EU Inc. Will Make It Easier to Start.
But It Won’t Fix What Actually Blocks Fintech Scale.
Europe is finally taking a meaningful step toward solving one of its most persistent structural challenges: fragmentation.
For years, founders have had to navigate “27 legal systems and more than 60 national company forms”, a reality that slows down innovation before it even begins.
The Surface Breakthrough
The EU Inc. proposal directly targets this inefficiency by enabling company creation in as little as 48 hours, at a cost of just €100, and fully online.
At first glance, this feels like a breakthrough—and in many ways, it is.
But only at the surface.
The Real Problem
Because the real problem in fintech has never been incorporation. It’s execution.
While EU Inc. simplifies structure, fintech struggles with operations. As McKinsey & Company highlights,
“regulation and compliance complexity remain among the biggest barriers to scaling financial services globally.”
McKinsey Source
The European Reality
In Europe, this challenge is even more pronounced. The European Central Bank reinforces that
“fragmentation in regulatory frameworks and supervisory practices continues to hinder cross-border financial integration.”
ECB Source
In other words, the system may become easier to enter—but it remains difficult to operate within.
The Real Bottleneck
The real friction in fintech lies in licensing, compliance, and the need to navigate multiple regulators simultaneously.
That is the true bottleneck.
According to the World Economic Forum,
“regulatory complexity and market fragmentation continue to limit fintech scalability across jurisdictions.”
WEF Source
Where Capital Is Moving
Bain & Company observes a clear shift:
“winning fintechs are increasingly those that master regulatory environments and build scalable infrastructure, not just customer-facing products.”
Bain Source
When it becomes easy to start, it becomes harder to win.
The Structural Divide
Scaling fintech in Europe is not about opening a company. It’s about moving money—efficiently, compliantly, and across borders.
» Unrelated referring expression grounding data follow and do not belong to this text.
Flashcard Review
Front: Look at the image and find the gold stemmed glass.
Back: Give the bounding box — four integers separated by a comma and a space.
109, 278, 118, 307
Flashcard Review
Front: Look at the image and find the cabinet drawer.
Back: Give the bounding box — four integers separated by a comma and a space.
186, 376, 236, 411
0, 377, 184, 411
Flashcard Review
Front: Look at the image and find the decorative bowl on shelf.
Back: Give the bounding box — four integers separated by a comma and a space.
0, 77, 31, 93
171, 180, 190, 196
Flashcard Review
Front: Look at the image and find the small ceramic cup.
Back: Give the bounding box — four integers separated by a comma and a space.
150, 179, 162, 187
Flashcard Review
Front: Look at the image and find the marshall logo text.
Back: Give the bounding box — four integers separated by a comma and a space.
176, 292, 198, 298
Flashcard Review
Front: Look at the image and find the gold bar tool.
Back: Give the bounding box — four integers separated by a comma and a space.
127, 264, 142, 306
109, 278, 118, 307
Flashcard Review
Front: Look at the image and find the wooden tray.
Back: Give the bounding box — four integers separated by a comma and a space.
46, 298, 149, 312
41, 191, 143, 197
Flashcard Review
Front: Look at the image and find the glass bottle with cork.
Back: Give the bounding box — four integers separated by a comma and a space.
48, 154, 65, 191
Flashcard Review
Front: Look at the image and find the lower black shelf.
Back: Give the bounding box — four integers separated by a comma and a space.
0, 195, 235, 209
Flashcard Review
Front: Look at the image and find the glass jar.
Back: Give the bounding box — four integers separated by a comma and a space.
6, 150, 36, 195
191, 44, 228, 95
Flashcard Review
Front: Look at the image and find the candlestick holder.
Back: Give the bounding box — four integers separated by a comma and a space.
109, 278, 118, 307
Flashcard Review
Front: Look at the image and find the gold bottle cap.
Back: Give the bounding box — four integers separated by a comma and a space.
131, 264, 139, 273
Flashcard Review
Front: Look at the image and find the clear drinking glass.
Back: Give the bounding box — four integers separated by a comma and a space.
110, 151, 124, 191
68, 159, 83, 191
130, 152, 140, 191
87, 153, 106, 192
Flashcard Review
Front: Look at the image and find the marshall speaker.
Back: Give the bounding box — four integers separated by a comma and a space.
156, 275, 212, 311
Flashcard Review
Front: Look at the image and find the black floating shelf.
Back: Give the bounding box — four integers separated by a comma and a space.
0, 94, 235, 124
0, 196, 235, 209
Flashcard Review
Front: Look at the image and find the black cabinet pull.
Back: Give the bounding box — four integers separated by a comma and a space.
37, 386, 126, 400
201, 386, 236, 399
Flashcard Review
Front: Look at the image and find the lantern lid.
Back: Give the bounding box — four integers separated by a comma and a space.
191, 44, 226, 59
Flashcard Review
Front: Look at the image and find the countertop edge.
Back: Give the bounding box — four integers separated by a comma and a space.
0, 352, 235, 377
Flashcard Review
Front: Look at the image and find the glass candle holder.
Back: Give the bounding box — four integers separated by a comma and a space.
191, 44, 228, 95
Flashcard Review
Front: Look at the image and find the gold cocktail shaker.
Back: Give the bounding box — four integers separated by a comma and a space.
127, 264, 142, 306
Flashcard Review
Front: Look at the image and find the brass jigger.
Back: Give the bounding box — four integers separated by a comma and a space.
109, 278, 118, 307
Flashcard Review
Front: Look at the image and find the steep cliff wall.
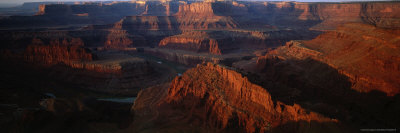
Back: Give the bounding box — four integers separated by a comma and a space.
20, 38, 132, 73
37, 4, 46, 15
104, 15, 181, 47
141, 1, 181, 16
223, 1, 400, 30
22, 37, 118, 73
119, 16, 180, 31
132, 63, 340, 132
257, 23, 400, 96
117, 2, 239, 31
176, 2, 215, 16
24, 38, 93, 65
159, 31, 222, 54
105, 29, 133, 49
303, 23, 400, 96
104, 19, 149, 49
302, 2, 400, 29
174, 2, 239, 30
37, 4, 73, 16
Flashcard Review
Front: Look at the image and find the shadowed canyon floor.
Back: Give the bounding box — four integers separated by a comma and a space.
0, 0, 400, 133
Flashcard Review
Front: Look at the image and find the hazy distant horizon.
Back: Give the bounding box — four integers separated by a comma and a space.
0, 0, 396, 7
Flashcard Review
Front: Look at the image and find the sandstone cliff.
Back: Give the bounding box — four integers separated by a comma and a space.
118, 16, 180, 31
174, 2, 239, 30
159, 31, 222, 54
132, 63, 341, 133
24, 38, 93, 65
303, 23, 400, 96
141, 1, 180, 16
257, 23, 400, 96
250, 23, 400, 131
21, 38, 129, 73
22, 37, 126, 73
297, 2, 400, 29
115, 2, 239, 31
104, 19, 148, 49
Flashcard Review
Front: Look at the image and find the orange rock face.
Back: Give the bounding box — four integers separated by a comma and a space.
36, 4, 46, 15
257, 23, 400, 96
22, 38, 128, 73
174, 2, 238, 30
24, 38, 93, 65
132, 63, 338, 132
104, 20, 134, 49
159, 31, 222, 55
141, 1, 180, 16
303, 23, 400, 96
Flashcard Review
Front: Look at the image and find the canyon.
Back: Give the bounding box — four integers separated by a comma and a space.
0, 0, 399, 133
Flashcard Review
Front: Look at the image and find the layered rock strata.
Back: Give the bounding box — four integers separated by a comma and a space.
257, 23, 400, 96
132, 63, 341, 132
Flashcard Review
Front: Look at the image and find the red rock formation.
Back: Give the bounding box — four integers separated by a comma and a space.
104, 20, 134, 49
303, 23, 400, 96
132, 63, 339, 132
36, 4, 73, 16
176, 2, 214, 16
24, 38, 93, 65
257, 23, 400, 96
159, 31, 222, 54
141, 1, 180, 16
107, 2, 239, 32
36, 4, 46, 15
293, 2, 400, 29
21, 38, 135, 73
244, 1, 400, 30
116, 3, 238, 31
118, 16, 179, 31
174, 2, 238, 30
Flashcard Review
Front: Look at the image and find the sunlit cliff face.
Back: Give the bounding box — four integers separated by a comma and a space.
132, 63, 340, 133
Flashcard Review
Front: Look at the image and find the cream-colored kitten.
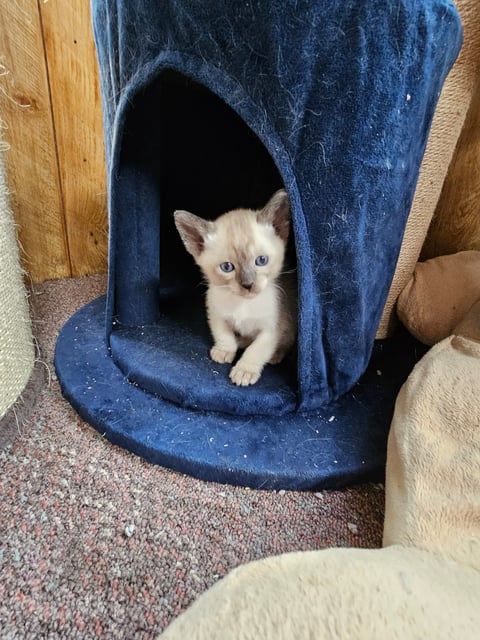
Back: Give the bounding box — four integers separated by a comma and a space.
174, 189, 296, 386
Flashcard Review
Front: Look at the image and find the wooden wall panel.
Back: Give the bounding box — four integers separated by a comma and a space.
0, 0, 70, 281
39, 0, 108, 277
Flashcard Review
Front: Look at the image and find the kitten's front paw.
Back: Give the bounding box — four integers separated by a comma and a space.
229, 363, 261, 387
210, 345, 236, 364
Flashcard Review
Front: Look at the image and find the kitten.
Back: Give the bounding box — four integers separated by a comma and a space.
174, 189, 296, 386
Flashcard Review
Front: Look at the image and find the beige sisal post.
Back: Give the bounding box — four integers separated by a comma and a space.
0, 142, 35, 444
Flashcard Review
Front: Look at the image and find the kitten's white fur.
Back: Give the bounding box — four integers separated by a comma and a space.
174, 190, 295, 386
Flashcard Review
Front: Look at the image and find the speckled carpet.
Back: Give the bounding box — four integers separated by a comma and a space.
0, 275, 385, 638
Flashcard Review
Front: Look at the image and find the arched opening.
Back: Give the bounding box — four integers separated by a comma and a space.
109, 70, 299, 416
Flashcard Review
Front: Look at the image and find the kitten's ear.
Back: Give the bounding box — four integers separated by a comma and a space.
174, 211, 214, 258
258, 189, 290, 241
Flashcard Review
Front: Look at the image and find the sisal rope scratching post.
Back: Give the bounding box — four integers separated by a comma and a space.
378, 0, 480, 337
0, 144, 36, 447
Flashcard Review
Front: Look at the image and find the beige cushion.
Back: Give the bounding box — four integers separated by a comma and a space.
159, 547, 480, 640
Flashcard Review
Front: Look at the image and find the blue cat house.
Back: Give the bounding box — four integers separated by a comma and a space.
55, 0, 462, 489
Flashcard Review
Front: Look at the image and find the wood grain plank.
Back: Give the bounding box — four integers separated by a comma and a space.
0, 0, 70, 282
423, 79, 480, 258
39, 0, 108, 277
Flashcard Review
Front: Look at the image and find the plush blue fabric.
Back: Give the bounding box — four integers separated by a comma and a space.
55, 0, 461, 487
91, 0, 461, 412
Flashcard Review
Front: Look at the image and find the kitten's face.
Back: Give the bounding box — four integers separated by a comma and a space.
174, 190, 290, 299
198, 209, 285, 299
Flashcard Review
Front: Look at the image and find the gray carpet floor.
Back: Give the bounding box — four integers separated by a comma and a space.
0, 275, 385, 638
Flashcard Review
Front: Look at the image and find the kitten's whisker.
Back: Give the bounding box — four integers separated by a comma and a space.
273, 283, 288, 297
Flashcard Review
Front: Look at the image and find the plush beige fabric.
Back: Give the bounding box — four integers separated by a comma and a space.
377, 0, 480, 337
160, 547, 480, 640
383, 334, 480, 569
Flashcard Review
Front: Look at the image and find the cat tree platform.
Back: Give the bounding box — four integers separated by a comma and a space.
55, 0, 461, 489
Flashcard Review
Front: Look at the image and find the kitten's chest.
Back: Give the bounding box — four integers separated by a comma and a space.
209, 287, 277, 335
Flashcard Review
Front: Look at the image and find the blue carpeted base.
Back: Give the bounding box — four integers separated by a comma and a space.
54, 296, 427, 490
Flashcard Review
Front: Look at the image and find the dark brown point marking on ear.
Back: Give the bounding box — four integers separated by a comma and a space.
174, 210, 214, 258
257, 189, 290, 241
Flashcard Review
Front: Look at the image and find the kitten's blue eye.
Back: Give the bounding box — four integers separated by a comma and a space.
255, 255, 269, 267
220, 261, 235, 273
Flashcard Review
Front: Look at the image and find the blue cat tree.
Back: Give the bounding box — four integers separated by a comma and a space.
55, 0, 462, 489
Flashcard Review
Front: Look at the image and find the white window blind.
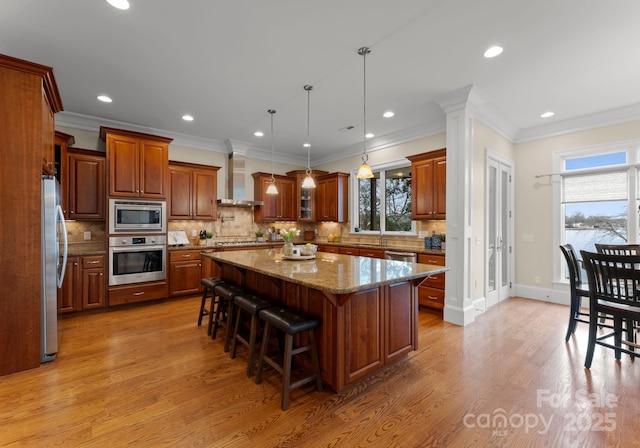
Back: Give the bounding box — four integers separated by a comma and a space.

The International Monetary Fund confirms that
“cross-border payment systems remain costly, slow, and operationally complex due to regulatory and infrastructure fragmentation.”
IMF Source
This is where the real divide begins to form.
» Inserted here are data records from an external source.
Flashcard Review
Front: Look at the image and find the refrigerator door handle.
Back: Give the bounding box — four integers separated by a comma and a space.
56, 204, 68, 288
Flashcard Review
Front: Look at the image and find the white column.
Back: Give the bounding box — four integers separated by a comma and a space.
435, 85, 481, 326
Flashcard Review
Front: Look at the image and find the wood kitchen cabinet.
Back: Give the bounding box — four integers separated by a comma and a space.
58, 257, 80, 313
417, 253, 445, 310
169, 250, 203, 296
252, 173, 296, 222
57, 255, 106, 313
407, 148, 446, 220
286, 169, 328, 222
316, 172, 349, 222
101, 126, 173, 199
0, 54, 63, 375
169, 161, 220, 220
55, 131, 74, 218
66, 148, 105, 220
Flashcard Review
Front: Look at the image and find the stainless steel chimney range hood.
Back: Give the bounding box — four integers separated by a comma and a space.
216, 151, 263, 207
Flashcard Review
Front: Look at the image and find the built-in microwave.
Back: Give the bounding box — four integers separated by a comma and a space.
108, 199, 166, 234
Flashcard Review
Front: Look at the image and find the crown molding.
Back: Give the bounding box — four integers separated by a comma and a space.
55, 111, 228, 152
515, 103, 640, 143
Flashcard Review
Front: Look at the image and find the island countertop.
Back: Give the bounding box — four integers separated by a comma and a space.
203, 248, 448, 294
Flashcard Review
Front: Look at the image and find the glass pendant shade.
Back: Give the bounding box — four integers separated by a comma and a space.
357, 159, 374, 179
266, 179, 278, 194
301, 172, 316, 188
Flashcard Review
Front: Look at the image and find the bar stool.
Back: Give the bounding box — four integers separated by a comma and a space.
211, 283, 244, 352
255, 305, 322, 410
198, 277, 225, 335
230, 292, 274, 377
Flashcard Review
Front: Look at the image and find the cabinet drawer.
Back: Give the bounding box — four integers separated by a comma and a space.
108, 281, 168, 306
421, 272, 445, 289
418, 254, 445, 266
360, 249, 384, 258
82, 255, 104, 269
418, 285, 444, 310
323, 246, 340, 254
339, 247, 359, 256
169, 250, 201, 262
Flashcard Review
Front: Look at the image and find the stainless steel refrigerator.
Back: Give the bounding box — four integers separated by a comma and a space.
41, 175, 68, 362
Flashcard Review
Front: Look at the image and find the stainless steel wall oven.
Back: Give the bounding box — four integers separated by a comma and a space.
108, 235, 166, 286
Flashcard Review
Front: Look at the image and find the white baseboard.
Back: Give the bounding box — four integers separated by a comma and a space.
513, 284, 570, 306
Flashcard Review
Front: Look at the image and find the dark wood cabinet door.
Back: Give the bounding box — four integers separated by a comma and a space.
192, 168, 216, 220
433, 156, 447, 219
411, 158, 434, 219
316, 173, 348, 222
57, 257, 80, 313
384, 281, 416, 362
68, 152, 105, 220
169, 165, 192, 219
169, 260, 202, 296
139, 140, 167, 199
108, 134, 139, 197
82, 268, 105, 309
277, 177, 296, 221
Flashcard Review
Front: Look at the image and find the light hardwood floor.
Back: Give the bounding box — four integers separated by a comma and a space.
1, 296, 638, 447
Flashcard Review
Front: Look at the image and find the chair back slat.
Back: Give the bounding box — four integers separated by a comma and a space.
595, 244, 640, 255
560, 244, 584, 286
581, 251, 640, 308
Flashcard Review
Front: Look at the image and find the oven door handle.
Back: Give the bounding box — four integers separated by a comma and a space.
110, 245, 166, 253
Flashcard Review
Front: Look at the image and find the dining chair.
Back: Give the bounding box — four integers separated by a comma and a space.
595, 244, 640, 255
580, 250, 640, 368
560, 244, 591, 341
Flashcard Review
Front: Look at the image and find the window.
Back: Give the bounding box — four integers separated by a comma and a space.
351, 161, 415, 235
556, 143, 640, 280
On one side, companies that are easy to create.
On the other, companies that are built to operate.
Final Insight
The European Union’s ambition is clear: one unified market by 2028.
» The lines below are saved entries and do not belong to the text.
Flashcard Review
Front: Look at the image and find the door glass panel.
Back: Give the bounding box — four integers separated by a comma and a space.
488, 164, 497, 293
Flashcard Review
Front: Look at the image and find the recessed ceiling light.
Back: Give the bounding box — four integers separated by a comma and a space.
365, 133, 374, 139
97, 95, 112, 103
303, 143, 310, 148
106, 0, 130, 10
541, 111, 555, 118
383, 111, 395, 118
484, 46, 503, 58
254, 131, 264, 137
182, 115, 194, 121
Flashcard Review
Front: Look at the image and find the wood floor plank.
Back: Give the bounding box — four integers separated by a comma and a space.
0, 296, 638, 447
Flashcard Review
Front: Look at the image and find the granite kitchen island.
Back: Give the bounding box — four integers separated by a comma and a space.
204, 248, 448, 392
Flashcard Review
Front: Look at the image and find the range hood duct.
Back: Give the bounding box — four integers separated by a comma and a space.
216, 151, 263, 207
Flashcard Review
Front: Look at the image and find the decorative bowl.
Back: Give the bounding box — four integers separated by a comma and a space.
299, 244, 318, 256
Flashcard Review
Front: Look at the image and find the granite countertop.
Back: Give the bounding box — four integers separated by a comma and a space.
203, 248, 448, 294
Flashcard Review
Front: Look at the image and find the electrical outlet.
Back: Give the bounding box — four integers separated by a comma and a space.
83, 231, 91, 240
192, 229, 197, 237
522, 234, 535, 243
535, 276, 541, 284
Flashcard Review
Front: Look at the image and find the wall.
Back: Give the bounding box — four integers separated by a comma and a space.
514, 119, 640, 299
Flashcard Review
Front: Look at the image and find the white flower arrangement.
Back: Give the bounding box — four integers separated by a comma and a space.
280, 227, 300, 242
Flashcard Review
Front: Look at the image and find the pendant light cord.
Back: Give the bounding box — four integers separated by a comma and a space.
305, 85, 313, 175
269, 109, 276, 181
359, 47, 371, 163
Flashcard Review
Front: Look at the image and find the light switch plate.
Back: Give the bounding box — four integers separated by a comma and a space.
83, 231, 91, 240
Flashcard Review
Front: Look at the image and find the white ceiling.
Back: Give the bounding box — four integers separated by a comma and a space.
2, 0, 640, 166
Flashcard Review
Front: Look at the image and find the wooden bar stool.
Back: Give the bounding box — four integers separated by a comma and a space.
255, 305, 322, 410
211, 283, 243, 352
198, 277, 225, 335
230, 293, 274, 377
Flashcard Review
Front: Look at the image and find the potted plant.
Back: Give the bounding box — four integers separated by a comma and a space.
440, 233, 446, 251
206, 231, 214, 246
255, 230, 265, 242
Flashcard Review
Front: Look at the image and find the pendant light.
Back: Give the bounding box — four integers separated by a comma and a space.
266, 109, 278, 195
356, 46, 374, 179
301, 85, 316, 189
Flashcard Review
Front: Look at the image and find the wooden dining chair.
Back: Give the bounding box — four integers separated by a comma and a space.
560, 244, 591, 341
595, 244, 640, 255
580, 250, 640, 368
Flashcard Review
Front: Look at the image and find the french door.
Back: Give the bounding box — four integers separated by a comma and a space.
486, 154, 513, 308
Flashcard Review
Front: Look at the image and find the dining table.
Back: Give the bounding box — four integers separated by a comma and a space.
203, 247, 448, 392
But today, that market is still in transition.
EU Inc. removes friction—but only at the entry point.
The real complexity remains embedded in how money moves, how compliance is managed, and how operations scale across jurisdictions.
Because the next generation of fintech winners in Europe won’t be defined by how quickly they incorporate.
They will be defined by how seamlessly they enter markets, move capital, stay compliant, and expand across borders.
Infrastructure is no longer just a backend decision. It is the strategy.